假设我有一个Point2类,我想实现以下Equals:
public override bool Equals ( object obj )
public bool Equals ( Point2 obj )
这来自有效的C#3书:
public override bool Equals ( object obj )
{
// STEP 1: Check for null
if ( obj == null )
{
return false;
}
// STEP 3: equivalent data types
if ( this.GetType ( ) != obj.GetType ( ) )
{
return false;
}
return Equals ( ( Point2 ) obj );
}
public bool Equals ( Point2 obj )
{
// STEP 1: Check for null if nullable (e.g., a reference type)
if ( obj == null )
{
return false;
}
// STEP 2: Check for ReferenceEquals if this is a reference type
if ( ReferenceEquals ( this, obj ) )
{
return true;
}
// STEP 4: Possibly check for equivalent hash codes
if ( this.GetHashCode ( ) != obj.GetHashCode ( ) )
{
return false;
}
// STEP 5: Check base.Equals if base overrides Equals()
System.Diagnostics.Debug.Assert (
base.GetType ( ) != typeof ( object ) );
if ( !base.Equals ( obj ) )
{
return false;
}
// STEP 6: Compare identifying fields for equality.
return ( ( this.X.Equals ( obj.X ) ) && ( this.Y.Equals ( obj.Y ) ) );
}
这有点矫枉过正吗?
答案 0 :(得分:3)
支持与继承层次结构的相等性是棘手的。你需要弄清楚你的意思。你真的需要继承吗?如果不是 - 如果Point2直接从System.Object派生,并且你可以使它密封,生活变得容易一些。在那种情况下,我会使用:
public override bool Equals (object obj)
{
return Equals(obj as Point2);
}
public bool Equals (Point2 obj)
{
// STEP 1: Check for null if nullable (e.g., a reference type)
// Note use of ReferenceEquals in case you overload ==.
if (object.ReferenceEquals(obj, null))
{
return false;
}
// STEP 2: Check for ReferenceEquals if this is a reference type
// Skip this or not? With only two fields to check, it's probably
// not worth it. If the later checks are costly, it could be.
if (object.ReferenceEquals( this, obj))
{
return true;
}
// STEP 4: Possibly check for equivalent hash codes
// Skipped in this case: would be *less* efficient
// STEP 5: Check base.Equals if base overrides Equals()
// Skipped in this case
// STEP 6: Compare identifying fields for equality.
// In this case I'm using == instead of Equals for brevity
// - assuming X and Y are of a type which overloads ==.
return this.X == obj.X && this.Y == obj.Y;
}
答案 1 :(得分:2)
不是真的 - 你几乎考虑到了所有可能性。如果此代码用于除临时应用程序之外的任何其他内容,则应考虑此方法的好处,因为由于奇怪的对象相等行为导致的逻辑错误很难调试。
答案 2 :(得分:1)
让我觉得你想要什么。
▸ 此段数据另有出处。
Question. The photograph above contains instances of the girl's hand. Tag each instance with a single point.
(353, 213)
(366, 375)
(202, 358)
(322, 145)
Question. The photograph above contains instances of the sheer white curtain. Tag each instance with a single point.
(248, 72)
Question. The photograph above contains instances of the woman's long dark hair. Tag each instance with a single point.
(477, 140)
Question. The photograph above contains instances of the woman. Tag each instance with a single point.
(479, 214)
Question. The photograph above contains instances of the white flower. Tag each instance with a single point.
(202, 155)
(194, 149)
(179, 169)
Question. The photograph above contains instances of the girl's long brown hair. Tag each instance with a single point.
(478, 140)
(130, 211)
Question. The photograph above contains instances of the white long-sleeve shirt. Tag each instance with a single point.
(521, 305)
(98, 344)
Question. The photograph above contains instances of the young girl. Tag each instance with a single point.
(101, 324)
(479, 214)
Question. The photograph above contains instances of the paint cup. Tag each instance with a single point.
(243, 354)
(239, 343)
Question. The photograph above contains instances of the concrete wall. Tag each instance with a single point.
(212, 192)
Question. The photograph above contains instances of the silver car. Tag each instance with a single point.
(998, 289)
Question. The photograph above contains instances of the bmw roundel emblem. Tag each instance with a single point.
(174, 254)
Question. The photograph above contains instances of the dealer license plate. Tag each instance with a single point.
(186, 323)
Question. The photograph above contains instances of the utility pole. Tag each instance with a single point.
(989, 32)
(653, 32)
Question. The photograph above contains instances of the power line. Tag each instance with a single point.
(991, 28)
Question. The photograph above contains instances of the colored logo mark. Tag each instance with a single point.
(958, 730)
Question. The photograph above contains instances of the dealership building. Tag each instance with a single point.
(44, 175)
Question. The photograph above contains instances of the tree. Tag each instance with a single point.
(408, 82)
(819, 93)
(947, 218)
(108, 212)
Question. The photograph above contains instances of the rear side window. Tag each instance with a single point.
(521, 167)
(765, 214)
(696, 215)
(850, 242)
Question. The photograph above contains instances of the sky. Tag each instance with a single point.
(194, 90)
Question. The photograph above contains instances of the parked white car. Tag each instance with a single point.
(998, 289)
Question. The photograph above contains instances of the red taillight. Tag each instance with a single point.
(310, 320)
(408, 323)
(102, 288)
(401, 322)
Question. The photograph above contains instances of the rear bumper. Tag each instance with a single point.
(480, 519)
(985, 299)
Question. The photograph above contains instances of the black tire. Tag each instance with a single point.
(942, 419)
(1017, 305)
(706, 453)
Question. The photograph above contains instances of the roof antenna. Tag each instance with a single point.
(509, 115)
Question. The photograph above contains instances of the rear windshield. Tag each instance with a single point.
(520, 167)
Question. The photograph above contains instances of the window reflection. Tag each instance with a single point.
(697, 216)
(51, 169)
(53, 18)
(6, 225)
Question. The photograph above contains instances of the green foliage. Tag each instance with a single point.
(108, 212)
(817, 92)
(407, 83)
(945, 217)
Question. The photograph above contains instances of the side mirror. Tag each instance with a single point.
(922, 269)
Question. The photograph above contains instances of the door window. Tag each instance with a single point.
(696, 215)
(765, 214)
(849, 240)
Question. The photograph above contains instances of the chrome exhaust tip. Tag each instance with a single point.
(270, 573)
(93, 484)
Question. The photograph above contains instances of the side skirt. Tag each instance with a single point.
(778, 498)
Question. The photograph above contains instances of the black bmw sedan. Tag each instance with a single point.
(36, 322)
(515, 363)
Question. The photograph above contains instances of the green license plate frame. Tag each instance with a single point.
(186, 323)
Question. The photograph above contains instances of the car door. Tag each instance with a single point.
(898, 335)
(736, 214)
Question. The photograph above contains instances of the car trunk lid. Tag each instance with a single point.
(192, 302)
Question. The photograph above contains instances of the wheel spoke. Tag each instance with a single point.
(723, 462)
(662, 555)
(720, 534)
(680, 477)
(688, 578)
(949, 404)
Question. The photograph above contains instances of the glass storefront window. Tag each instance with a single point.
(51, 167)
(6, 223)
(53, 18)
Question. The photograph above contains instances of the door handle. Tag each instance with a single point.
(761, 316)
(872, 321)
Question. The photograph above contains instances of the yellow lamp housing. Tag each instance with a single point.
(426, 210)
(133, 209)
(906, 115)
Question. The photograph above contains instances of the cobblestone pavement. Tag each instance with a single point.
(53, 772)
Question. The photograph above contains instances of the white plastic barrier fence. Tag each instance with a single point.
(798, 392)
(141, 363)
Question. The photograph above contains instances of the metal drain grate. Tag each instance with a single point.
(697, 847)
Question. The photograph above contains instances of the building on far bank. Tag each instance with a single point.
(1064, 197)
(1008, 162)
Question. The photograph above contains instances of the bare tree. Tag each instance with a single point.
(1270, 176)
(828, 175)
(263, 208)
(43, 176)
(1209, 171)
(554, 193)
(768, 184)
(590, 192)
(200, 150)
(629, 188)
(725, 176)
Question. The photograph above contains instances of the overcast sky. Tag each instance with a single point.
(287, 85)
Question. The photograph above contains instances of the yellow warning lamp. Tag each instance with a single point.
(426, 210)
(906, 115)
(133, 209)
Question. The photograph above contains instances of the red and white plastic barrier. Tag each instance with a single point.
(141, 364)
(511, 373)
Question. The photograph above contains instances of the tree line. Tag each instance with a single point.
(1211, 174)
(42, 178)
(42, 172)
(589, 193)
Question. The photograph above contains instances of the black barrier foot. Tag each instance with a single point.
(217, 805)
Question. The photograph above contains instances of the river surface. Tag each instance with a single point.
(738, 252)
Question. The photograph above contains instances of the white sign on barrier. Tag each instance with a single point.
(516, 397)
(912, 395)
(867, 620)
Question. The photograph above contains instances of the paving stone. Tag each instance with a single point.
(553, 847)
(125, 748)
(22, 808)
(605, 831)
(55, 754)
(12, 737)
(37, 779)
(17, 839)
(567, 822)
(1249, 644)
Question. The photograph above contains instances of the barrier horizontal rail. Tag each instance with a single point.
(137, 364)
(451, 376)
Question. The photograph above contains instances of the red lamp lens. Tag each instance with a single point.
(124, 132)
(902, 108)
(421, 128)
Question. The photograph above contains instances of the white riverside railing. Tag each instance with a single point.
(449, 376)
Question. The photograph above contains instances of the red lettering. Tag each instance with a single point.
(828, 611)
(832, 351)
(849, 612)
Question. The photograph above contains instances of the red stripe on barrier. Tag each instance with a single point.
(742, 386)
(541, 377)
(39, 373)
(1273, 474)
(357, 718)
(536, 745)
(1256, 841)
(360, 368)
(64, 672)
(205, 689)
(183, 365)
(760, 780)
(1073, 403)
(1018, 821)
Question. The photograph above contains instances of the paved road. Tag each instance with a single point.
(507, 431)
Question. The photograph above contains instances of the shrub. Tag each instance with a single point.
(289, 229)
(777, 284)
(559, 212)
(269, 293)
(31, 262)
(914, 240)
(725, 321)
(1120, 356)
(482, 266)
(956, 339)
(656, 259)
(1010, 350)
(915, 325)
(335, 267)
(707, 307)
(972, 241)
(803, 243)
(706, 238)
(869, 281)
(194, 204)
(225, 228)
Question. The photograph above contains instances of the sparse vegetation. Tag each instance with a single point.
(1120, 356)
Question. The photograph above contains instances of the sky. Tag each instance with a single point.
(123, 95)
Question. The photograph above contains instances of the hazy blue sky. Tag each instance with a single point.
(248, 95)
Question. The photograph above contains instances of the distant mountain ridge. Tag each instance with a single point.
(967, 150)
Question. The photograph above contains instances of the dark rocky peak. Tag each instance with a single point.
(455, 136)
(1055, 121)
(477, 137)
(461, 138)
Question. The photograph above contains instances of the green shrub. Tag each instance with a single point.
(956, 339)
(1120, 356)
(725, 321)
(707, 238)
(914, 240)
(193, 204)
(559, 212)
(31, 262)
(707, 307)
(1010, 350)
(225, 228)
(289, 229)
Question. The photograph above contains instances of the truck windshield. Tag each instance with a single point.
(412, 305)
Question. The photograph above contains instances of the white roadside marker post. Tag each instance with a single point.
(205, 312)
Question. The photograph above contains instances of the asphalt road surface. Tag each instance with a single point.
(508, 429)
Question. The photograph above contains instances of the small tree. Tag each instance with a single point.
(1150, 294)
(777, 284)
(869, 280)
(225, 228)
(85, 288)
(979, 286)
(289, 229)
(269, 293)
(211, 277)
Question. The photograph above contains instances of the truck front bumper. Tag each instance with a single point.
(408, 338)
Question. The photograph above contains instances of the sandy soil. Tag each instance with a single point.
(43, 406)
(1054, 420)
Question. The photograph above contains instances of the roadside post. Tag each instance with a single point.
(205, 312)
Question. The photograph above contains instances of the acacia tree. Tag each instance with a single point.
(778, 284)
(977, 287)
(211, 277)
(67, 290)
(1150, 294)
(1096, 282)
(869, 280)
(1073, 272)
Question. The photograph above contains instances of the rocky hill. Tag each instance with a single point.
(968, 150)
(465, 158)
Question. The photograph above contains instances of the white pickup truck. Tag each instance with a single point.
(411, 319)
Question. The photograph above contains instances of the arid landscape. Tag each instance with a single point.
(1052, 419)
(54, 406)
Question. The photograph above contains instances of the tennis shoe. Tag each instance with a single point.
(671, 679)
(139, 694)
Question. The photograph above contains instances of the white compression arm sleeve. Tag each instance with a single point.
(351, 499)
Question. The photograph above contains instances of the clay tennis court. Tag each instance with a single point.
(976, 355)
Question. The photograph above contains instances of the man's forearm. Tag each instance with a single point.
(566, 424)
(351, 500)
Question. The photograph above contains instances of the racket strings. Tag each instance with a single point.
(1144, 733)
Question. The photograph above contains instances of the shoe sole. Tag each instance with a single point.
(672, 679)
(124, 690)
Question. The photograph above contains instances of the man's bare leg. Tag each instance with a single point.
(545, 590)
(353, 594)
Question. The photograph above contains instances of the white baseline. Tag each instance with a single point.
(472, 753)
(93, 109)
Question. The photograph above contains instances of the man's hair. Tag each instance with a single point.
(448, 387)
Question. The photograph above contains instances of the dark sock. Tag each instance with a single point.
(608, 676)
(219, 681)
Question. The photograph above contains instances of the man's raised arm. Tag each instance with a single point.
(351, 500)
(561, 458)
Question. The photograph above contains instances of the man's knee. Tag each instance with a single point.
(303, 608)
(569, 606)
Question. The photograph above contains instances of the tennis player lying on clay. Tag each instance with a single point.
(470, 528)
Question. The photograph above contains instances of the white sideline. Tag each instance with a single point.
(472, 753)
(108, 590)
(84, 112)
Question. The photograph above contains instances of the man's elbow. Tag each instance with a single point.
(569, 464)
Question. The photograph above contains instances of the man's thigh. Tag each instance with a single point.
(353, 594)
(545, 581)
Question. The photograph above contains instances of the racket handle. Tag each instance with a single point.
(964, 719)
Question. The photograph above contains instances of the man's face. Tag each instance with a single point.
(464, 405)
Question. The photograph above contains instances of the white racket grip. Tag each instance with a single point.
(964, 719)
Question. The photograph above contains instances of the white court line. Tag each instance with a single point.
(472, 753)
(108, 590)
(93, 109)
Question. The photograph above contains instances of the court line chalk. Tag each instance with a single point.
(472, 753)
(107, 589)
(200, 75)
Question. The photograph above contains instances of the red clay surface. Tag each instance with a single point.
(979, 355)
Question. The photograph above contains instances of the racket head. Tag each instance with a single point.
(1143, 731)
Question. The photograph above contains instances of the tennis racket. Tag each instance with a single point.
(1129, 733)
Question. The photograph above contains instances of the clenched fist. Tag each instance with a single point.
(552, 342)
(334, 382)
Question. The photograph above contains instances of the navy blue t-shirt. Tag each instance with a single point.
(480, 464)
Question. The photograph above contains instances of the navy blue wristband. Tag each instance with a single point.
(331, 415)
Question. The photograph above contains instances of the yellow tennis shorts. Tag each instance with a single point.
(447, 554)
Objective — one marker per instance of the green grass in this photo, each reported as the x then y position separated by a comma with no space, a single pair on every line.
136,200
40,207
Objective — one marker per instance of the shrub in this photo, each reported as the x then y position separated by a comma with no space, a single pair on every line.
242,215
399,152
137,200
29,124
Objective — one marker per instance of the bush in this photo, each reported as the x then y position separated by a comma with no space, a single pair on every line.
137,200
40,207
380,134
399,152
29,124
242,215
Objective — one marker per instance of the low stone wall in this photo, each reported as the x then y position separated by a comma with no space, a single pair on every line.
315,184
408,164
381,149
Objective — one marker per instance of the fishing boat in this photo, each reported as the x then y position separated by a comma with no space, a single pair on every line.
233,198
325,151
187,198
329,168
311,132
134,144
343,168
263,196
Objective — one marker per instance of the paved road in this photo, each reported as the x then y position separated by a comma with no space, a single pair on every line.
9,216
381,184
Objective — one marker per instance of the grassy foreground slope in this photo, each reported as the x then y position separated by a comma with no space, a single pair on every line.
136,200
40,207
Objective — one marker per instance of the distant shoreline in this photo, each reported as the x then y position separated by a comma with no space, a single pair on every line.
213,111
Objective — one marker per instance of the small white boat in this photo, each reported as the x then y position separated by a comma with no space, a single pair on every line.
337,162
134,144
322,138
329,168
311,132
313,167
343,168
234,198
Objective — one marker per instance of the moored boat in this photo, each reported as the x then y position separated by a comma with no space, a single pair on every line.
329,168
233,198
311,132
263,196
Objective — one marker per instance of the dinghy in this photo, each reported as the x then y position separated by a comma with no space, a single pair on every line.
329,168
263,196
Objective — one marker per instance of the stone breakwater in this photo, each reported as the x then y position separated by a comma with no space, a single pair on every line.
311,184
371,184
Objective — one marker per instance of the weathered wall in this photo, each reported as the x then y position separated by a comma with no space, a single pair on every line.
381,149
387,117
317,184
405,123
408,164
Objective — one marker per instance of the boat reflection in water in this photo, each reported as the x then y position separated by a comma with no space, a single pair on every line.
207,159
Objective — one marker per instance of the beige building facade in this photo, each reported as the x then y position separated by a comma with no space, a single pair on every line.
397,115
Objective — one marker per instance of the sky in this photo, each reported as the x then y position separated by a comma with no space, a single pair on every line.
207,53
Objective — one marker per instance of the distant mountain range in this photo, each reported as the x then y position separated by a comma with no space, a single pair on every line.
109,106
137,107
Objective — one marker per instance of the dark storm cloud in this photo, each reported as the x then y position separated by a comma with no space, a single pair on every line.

整个区块归结为:
“如果它是完全相同的实例,则返回true。如果它们是具有相同X和Y值的单独实例,则返回true。所有其他情况(null,不同类型,不同x / y值)返回false。”
答案 3 :(得分:1)
它的代码肯定比我想要为equals方法编写的代码更多。有很多冗余检查,例如检查ReferenceEquals和HashCodes(我知道这些检查是多余的,因为函数中的最后一行检查结构相等性)。专注于简单易读的代码。
public bool Equals(object o)
{
Point2 p = o as Point2;
if (o != null)
return this.X == o.X && this.Y == o.Y;
else
return false;
}
由于您的equals方法使用结构相等,因此请确保使用基于您的字段的实现覆盖GetHashCode。